Kuhlau became a friend and drinking companion of Beethoven’s a couple of years before Beethoven died. By that time Beethoven was stone deaf and Kuhlau was blind in one eye. One can imagine them in a pub where according to Beethoven’s notebooks they joked and wrote witty songs and discussed musical life. In Kuhlau’s piano concerto, his op.7 and also written in the key of C, you can immediately hear to what extent he was influenced by Beethoven’s first concerto with a main theme in the opening movement which is surprisingly similar to it, in fact almost a mirror image. While the concerto is charming and delightful in its own right it is not on the same plain as Beethoven’s whose creative ability and original thinking placed him in as much of a different league to his contemporaries as Mozart compared with Salieri and others active in his time. If people only ever drank blended whisky and enjoyed it they’d be perfectly happy with it. If they ever tried a good single malt then they’d never view the blended version in the same way again. That’s the same with any piano concertos written by others when Mozart, Haydn and Beethoven were at work. That said there’s plenty to admire and the slow movement Adagio is very affecting with some lovely and quite touchingly sad moments. The final Rondo: Allegro is also a well constructed movement with which to end a work. Kuhlau had every reason to be satisfied with it but must have been aware that it would inevitably be compared with Beethoven’s work. Long after Beethoven died other composers were mindful of the reputation Beethoven left behind him. It is well documented as to how Brahms always felt intimidated by the pressure Beethoven’s genius put upon his creative endeavours. Nevertheless Kuhlau’s piano concerto is pleasant enough offering plenty to enjoy. Having both concertos in C on the same disc makes for an interesting juxtaposition.

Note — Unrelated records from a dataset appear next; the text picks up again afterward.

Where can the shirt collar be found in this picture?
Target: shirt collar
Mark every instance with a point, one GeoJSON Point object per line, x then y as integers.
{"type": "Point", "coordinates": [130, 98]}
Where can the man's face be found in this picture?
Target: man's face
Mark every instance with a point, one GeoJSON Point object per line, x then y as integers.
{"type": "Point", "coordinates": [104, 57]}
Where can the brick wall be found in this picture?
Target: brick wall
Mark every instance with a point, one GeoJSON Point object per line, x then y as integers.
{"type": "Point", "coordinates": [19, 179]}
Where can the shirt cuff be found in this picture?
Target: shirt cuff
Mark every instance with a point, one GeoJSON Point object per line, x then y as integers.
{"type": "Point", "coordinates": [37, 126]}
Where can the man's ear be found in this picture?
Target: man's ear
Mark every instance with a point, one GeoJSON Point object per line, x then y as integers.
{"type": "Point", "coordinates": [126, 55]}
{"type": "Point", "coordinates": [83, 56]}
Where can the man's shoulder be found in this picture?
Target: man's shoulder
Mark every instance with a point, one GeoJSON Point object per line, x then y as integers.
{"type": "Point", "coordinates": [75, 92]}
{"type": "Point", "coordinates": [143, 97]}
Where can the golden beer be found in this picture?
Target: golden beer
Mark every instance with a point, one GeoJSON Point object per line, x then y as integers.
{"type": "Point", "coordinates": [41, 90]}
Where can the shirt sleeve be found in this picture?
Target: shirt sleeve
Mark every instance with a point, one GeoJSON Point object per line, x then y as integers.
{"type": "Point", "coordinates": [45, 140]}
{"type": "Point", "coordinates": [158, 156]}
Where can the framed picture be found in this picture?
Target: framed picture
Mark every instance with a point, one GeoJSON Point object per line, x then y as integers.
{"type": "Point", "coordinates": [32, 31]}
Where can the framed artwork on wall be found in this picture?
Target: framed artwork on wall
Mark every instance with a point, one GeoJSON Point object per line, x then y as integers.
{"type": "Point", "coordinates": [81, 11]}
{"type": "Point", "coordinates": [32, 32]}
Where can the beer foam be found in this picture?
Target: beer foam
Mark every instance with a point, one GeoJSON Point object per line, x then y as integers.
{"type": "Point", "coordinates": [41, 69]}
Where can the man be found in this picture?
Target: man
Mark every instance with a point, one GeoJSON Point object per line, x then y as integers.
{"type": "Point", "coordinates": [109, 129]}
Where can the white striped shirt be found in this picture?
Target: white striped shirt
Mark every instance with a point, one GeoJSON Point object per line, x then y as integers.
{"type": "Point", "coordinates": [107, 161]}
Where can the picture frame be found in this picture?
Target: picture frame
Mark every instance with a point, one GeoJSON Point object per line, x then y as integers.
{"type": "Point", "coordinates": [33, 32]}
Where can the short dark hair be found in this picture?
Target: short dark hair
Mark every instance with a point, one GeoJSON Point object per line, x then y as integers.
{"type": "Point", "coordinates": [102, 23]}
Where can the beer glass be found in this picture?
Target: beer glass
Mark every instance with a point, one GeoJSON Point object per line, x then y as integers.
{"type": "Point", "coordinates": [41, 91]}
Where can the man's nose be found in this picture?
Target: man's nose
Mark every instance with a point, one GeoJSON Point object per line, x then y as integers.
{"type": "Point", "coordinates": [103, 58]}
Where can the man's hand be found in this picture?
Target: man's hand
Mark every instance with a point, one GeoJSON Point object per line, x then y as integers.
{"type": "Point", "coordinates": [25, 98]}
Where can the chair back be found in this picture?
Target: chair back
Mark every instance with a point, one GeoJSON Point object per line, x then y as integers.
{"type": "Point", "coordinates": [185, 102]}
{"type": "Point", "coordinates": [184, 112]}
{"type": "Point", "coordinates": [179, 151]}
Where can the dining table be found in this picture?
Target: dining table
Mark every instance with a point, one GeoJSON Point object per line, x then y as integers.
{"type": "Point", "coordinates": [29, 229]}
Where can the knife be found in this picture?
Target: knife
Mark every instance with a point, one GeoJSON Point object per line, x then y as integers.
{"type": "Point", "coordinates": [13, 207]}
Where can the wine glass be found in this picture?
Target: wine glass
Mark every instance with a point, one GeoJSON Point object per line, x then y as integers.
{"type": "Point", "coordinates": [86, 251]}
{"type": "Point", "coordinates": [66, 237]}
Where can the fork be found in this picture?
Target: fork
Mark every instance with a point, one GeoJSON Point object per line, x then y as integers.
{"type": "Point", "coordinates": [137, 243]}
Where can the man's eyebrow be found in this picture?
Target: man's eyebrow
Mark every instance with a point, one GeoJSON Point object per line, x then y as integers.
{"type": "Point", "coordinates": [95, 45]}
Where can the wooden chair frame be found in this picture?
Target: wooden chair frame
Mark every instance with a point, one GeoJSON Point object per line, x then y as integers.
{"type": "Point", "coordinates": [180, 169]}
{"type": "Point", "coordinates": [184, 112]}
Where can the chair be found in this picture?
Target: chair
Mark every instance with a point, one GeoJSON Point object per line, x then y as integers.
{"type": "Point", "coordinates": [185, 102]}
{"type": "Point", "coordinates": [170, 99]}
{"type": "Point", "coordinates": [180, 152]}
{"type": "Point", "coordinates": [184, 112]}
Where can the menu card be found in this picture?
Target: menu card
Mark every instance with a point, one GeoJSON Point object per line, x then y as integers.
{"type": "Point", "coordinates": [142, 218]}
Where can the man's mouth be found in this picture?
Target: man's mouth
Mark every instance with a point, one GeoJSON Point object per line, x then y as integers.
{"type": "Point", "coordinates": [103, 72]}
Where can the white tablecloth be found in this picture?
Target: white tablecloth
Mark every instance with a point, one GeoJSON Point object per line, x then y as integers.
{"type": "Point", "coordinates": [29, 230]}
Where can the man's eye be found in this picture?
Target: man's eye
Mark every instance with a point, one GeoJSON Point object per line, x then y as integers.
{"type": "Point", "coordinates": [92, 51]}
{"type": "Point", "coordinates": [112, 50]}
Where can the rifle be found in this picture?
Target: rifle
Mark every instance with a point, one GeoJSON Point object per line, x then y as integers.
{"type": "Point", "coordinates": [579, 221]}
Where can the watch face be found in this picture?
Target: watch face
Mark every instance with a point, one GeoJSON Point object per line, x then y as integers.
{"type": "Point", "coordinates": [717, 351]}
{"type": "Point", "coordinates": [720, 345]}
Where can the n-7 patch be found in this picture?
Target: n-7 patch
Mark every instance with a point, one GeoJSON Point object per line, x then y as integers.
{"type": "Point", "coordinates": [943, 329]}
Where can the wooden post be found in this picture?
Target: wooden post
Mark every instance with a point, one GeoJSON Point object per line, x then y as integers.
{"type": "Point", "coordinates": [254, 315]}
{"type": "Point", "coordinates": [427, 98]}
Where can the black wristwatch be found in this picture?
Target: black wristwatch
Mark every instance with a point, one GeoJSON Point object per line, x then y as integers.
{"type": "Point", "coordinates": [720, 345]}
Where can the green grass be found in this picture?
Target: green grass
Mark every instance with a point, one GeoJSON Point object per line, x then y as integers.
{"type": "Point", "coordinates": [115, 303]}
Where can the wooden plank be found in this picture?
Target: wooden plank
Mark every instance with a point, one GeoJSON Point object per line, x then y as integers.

The soloist Marianna Shirinyan, born in Armenia, living and working in Denmark, is a fine pianist. This was proved in 2006 when she won no fewer than five prizes at the ARD International Music Competition in Munich. Her debut album of chamber music by Chopin with cellist Danish Andreas Brantelid and Norwegian violinist Vilde Frang won the Danish “Grammy” (P2 Prisen). On this disc she delivers fine performances and receives great support from the Copenhagen Phil. I hadn’t heard the Kuhlau before and am pleased to have the chance to get to know it. This disc is a clever coupling and despite the obvious comparisons is worth having for at least that reason.